In Chapter 7, we present a complementary study where we investigate the specificity determinants in BceR-like RR. We set out to identify the residues which interact with the important promoter elements and lead to the observed insulation of the three signalling pathways. In the random mutagenesis screen we identified 12 independent mutations in BceR and one in YxdJ. These mutations are located in the receiver and DNA-binding domains, as well as in the flexible linker between them. These results provide a perfect starting point for further studies and functional analyses of the isolated mutants. We also established a random screen that can be easily modified and allows for searching of various other gain-of-function mutations, e.g. in the bceA-like promoters.
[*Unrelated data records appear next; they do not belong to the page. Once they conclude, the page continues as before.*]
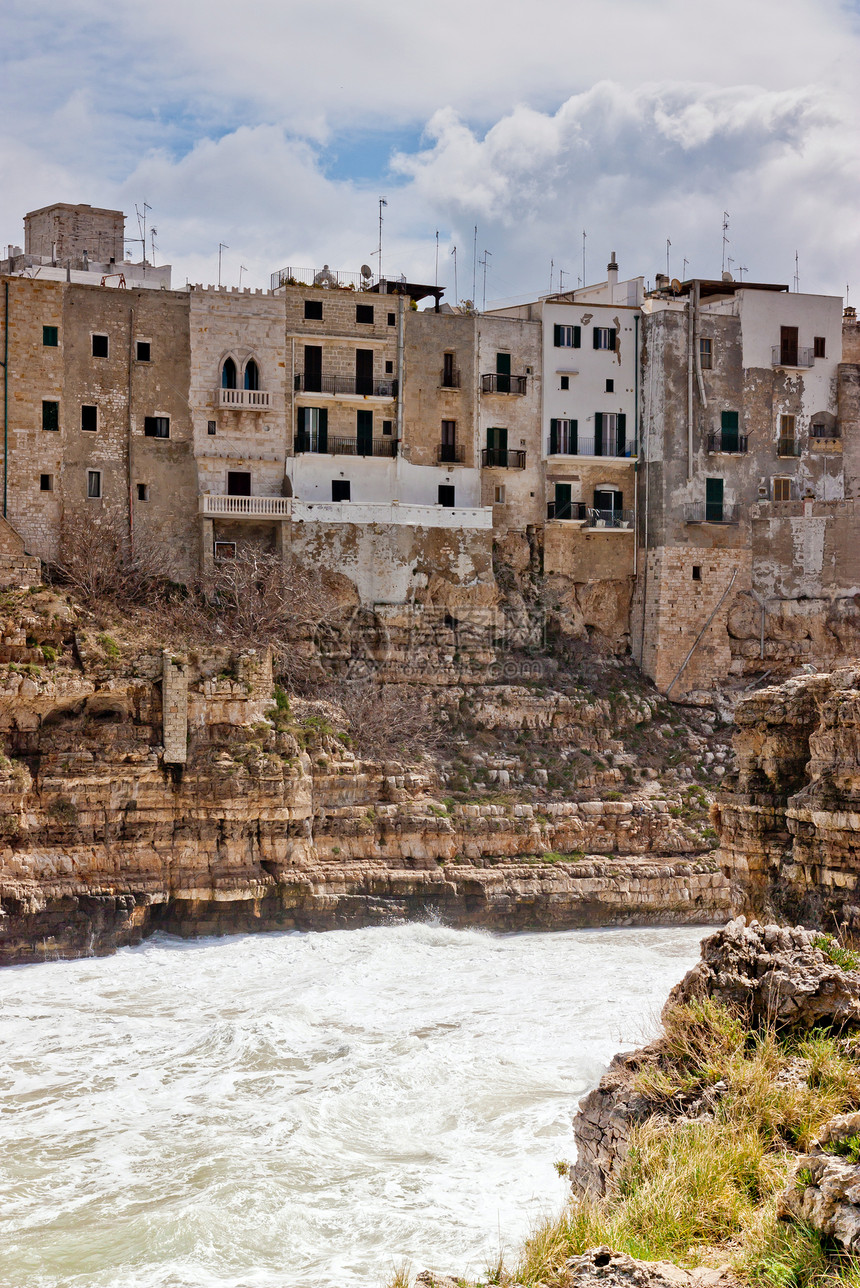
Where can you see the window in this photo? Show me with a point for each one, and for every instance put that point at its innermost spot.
(567, 336)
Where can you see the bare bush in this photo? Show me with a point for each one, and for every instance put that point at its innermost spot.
(388, 721)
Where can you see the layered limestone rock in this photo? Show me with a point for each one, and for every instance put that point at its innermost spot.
(789, 822)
In Chapter 7 we also present the first results on stimulus perception in BceRS-like 2CS and their cognate ABC transporters. The question of stimulus perception in BceRS-AB-like systems is an interesting one due to a specific architecture of BceS-like HK. These kinases belong to a family of proteins that has been termed IM-HK, since they lack an obvious input domain and are thought to sense the stimulus in the membrane interface (Mascher, 2006). Homologous HK in in S. aureus and S. epidermidis were suggested to sense the inducing peptides via the short extracytoplasmic loop of the kinase (Li et al., 2007a; Li et al., 2007b). In our study we demonstrate that this is not the case for the BceS-like HK in B. subtilis. We propose that the stimulus (i.e. peptide antibiotic molecule) is sensed by the ABC transporter, which in turn interacts with the HK. This hypothesis is supported by the initial results from bacterial two-hybrid assays in E. coli, whichsuggest that BceS HK and the BceB permease, as well as PsdS HK and PsdB permease are able to interact. Our findings are well in agreement with the results presented in Chapter 4, where we showed the cooccurrence and coevolution of BceB-like transporters and the BceRS-like 2CS.